Dalam kesempatan itu, bupati pertama di bumi karamando ini, menyampaikan upaya yang dilakukan pemerintah daerah, terkait dengan jalan berlubang di Kampung Tulusan yang dalam waktu dekat ini akan segera diperbaiki. Selain itu, pembersihan sisa-sisa material akibat longsor, juga menjadi hal yang disampaikannya.
"Instansi terkait dan pemerintah di wilayah sudah diinstruksikan segera melakukan penanganan," kata Sasingen.
ADVERTISEMENT
Khusus untuk wilayah yang terkena gelombang pasang, Sasingen mengatakan jika solusi penanganan, menurutnya, pemerintah daerah akan melanjutkan proses pembangunan jalan raya atau boulevard di Pulau Tagulandang, yang nantinya akan berfungsi sebagai peredam ancaman gelombang sampai ke pemukiman warga.

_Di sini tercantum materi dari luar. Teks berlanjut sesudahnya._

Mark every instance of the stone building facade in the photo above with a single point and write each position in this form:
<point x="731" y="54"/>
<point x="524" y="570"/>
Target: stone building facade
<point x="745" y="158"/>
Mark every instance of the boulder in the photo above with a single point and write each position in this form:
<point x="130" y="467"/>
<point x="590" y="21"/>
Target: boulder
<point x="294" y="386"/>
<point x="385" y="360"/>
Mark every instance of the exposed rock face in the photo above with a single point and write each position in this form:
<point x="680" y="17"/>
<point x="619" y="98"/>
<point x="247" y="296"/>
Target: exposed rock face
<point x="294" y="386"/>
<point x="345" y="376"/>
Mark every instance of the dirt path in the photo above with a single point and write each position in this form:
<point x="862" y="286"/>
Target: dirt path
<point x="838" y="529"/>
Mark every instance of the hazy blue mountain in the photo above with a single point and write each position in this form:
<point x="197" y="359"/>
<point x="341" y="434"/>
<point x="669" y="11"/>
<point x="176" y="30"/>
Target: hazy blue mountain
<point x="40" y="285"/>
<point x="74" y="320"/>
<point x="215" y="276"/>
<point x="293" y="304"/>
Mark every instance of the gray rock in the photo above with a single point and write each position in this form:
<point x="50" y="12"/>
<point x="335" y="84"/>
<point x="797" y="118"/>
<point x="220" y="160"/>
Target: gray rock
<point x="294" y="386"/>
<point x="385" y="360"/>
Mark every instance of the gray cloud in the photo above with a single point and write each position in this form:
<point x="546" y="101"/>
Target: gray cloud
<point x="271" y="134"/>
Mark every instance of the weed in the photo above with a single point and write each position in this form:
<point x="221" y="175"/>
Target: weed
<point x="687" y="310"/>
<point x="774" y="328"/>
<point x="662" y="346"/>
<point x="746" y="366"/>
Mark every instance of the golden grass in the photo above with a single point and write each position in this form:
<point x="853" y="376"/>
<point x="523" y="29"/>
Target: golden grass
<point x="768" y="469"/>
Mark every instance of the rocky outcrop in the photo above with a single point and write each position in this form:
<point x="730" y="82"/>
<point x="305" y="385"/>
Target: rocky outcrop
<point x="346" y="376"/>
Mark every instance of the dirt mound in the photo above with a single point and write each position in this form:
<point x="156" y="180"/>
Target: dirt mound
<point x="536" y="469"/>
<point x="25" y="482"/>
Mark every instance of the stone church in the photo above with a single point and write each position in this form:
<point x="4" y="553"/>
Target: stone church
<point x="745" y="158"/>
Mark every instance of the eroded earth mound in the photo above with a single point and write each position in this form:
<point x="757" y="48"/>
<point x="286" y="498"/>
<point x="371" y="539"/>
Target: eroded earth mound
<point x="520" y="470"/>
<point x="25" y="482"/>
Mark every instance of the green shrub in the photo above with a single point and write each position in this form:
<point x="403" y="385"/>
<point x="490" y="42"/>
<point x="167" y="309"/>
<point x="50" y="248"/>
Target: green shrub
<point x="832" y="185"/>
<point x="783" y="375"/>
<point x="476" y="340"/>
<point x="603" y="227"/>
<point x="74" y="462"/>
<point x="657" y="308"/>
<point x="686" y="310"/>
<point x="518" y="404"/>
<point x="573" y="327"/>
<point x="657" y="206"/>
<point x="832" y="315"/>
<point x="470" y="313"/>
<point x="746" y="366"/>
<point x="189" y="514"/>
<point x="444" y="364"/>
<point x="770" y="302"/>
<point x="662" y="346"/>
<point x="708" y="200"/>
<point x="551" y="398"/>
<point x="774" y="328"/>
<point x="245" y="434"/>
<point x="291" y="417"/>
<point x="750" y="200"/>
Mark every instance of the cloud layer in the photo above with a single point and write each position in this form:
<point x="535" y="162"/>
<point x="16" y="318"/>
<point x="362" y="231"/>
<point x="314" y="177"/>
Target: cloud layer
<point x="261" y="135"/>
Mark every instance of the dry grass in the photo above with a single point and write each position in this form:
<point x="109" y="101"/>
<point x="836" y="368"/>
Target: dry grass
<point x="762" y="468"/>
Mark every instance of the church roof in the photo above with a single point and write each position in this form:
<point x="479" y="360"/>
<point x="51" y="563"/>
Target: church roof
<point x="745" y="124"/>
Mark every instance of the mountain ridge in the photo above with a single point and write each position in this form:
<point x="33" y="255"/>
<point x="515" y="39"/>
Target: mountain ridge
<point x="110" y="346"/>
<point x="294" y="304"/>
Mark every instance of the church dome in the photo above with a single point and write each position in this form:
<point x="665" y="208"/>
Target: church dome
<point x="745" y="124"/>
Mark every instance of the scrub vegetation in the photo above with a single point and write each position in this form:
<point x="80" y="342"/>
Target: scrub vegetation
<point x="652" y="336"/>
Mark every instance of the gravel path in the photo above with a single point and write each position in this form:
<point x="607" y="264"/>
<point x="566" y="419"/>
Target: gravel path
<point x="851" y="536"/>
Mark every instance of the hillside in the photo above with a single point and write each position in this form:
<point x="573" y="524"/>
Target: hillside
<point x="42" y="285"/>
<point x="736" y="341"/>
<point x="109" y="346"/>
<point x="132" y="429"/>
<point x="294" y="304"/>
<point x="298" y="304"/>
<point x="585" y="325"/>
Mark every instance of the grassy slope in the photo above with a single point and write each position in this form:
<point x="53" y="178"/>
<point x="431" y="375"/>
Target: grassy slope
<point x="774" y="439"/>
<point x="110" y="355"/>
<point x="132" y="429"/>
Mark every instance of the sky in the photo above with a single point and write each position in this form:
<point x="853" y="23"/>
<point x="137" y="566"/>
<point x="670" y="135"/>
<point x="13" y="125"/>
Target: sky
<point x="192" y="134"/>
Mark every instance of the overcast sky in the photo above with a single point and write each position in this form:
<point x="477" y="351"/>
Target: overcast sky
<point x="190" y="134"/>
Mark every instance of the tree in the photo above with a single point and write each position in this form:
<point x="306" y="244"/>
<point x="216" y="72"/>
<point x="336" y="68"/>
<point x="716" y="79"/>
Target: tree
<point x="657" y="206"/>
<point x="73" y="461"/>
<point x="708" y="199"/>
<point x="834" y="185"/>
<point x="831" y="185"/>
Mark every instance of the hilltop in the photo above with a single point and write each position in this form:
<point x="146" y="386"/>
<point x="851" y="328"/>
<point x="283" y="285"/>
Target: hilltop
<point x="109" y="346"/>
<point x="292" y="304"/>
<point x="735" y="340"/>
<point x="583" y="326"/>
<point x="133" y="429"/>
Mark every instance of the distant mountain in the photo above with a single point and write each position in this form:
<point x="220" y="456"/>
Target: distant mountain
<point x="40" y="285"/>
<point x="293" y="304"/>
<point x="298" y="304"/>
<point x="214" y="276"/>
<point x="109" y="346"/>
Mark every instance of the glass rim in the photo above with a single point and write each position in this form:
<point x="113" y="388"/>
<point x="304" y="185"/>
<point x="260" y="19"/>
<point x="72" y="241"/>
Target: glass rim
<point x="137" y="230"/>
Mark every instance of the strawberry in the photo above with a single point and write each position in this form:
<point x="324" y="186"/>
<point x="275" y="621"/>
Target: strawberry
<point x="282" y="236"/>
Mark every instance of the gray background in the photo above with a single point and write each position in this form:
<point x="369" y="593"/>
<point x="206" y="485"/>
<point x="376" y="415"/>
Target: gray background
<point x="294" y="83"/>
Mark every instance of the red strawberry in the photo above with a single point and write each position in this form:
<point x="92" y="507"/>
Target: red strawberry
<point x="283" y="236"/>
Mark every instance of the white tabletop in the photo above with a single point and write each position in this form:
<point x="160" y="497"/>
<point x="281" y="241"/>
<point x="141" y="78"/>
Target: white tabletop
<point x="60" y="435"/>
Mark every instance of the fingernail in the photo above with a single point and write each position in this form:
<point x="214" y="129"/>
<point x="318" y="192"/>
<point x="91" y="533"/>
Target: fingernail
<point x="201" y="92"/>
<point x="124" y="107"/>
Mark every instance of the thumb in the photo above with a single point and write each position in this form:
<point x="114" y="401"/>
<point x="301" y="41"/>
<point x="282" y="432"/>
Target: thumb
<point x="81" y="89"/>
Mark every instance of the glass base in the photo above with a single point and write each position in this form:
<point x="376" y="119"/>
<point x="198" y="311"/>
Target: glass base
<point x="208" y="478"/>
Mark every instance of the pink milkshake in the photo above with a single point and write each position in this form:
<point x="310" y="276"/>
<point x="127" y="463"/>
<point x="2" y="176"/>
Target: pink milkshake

"Tahun ini proses pembangunannya. Karena pembangunan infrastruktur ini salah satu upaya penanggulangan atas potensi ancaman gelombang pasang," katanya.
Sementara itu, Camat Tagulandang, Norbert A Sakendatu menuturkan terkait penanganan bencana tanah longsor di Kampung Mahangiang, pihaknya sudah mulai melakukannya. Menurut dia, pihaknya dibantu aparat pemerintah kampung dan instansi terkait telah membersihkan sisa-sisa material longsor.
"Saat ini jalur di wilayah itu sudah bisa digunakan warga secara normal," ujar Sakendatu.